The next decade could see an intense weeding out of even some of the companies at the very top of the latest Newsweek rankings.
In our deliberations, our Green Rankings advisory group raised questions about the make-up of the list, and where certain companies ended up on it. For instance, why did Google, which has been trying to tackle some great social and environmental challenges, not appear higher in the listings? (Google has approached the issue both in its core activities, for example, with Google Earth, and in the investment activities of its co-founders and with the activities of Google.org.) In this case, a key part of the answer is transparency—or a relative lack of it to date.

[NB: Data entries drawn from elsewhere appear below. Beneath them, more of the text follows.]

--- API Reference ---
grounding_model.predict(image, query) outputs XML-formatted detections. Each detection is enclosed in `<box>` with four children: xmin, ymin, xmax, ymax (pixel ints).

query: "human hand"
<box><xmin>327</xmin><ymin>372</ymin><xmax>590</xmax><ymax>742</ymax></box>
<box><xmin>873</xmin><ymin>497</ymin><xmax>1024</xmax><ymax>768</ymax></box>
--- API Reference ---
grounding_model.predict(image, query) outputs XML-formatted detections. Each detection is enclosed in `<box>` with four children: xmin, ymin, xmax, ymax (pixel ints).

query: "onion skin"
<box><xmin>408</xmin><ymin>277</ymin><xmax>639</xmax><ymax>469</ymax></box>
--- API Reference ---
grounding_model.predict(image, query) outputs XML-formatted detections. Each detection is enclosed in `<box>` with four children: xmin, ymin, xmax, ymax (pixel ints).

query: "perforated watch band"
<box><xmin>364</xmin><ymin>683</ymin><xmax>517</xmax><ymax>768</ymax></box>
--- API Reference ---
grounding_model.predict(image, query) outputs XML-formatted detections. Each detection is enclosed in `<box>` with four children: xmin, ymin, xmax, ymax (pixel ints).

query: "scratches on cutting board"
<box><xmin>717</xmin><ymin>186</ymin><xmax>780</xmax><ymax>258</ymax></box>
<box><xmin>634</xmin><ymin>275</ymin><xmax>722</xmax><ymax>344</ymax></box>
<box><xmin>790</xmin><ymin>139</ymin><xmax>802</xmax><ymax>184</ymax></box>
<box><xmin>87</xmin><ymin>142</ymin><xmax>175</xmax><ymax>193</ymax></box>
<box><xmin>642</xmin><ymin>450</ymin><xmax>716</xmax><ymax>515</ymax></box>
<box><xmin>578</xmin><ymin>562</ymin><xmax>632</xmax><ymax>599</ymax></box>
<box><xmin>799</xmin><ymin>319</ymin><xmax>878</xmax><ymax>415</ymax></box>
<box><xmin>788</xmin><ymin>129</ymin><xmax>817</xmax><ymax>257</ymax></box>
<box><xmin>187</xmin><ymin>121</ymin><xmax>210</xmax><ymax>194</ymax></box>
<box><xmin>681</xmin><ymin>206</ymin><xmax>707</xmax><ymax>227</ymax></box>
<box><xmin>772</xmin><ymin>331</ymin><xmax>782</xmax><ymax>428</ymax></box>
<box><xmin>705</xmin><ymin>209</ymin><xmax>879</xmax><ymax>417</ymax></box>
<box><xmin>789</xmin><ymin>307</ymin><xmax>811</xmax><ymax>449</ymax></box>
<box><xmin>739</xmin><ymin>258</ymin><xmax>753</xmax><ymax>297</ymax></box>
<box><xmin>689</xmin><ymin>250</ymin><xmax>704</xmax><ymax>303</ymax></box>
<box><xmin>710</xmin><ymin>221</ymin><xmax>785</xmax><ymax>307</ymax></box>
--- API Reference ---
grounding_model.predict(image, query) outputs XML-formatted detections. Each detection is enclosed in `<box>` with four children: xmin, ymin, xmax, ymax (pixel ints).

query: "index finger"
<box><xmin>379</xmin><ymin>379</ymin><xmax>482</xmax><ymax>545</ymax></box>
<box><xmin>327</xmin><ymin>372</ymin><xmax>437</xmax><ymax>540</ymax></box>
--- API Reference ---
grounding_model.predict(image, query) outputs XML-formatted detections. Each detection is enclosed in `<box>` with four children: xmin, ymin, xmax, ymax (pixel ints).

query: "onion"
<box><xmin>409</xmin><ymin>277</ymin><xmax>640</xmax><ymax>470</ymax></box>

But I think there’s potentially a bigger issue here. Another factor shaping the results of the Green Rankings has been our conscious focus on today’s giant companies, which inevitably forces a concentration on incumbent businesses, business models and technologies—rather than on potentially disruptive ventures at the edge of today’s economic system. There are clearly pitfalls in this approach.
True, there’s nothing wrong with focusing on incumbent companies when the rules of the game are clear and change is moving along broadly predictable trajectories. But I don’t think that’s where we now find ourselves. Far from being in a longish recession, we are headed into an era of what economist Joseph Schumpeter called creative destruction. And every time that this happens, many incumbent companies fail. Simply put, the next decade could see an intense weeding out even of some of the companies at the very top of the latest Newsweek rankings.
Increasingly, I believe that we are going to have to look in rather unusual places to find the future. As science fiction author William Gibson put it: “The future is already here—it’s just not very evenly distributed.” So a week or so before Newsweek published its 2011 Green Rankings, my company, Volans, and global ad agency JWT launched a follow-up report to 2009’s The Phoenix Economy, this one called The Future Quotient, and focusing on pioneers in seriously long-term innovation. You can take our beta version of the Future Quotient test here, thanks to our collaboration with MindTime Technologies, Inc.
It would have been very hard to predict the future of the aerospace industry when watching the Wright Brothers wobble fleetingly into the air above the sand dunes at Kittyhawk, but that’s the nature of our task now in terms of identifying the pioneers of a profoundly different—and more sustainable—global economy. Perhaps we should let the green dust settle a little, but let’s not wait until 2021 to do this again: how about a ranking of emerging green disruptors for 2012?